Current immunoassay technologies for the detection and quantification of proteins rely on the specificity of the chemical interaction between antigens and antigen-specific antibodies. These tests may be classified into two main groups: laboratory based-tests and point-of-care (POC) tests. Laboratory-based tests are sensitive and accurate, but require a laboratory setting and skilled technicians. POC tests are designed to be used in the field and require limited training, but they are far less sensitive and accurate with most POC tests providing only binary positive/negative or semi-quantitative results.
All current immunoassay technologies involve the formation of an antigen-antibody complex.

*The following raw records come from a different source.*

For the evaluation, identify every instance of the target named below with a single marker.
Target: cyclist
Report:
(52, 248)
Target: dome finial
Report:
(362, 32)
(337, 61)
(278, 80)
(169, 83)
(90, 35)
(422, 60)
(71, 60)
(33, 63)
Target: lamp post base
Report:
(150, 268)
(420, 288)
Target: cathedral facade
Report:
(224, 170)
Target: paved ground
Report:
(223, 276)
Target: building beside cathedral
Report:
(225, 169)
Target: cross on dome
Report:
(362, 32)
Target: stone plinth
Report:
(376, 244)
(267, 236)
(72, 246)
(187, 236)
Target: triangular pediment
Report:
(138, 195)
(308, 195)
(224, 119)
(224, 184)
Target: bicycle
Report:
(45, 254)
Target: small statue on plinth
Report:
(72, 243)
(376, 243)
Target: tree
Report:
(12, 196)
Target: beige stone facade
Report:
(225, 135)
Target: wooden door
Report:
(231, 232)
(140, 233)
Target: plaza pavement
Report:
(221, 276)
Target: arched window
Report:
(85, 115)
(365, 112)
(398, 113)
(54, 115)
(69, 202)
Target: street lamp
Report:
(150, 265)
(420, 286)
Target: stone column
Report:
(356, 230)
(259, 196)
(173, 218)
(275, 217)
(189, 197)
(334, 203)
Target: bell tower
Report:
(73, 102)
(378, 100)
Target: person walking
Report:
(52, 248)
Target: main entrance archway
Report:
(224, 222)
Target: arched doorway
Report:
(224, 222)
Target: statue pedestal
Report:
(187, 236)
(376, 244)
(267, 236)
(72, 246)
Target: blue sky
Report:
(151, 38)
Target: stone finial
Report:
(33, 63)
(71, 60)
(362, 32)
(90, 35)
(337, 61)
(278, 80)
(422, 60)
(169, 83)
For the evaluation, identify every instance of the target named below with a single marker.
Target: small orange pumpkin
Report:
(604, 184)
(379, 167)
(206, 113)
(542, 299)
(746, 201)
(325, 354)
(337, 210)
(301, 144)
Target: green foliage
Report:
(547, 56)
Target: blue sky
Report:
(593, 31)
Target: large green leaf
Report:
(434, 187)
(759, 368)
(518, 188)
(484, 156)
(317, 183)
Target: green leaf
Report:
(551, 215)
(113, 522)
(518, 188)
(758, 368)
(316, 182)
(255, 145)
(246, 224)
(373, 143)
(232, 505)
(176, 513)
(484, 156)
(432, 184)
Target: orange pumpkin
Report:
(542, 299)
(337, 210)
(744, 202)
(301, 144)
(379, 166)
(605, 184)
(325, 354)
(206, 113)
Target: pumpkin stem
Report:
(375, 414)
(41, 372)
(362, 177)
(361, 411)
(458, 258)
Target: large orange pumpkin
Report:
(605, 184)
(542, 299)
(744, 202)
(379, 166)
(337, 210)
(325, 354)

The detection of the complex indicates the presence of a targeted analyte in a sample. The antigen-antibody complex is detected by measuring the emission and/or reflection of light by the complex, when fluorescent-tagged antigen-specific antibodies are employed, or in the case in which antibody-coated micro-beads are used, by measuring the emission and/or reflection of light, or the magnetic moment of the micro-beads forming the antigen-bead complex. In all cases, optical or magnetic detectors and electronic readers are required.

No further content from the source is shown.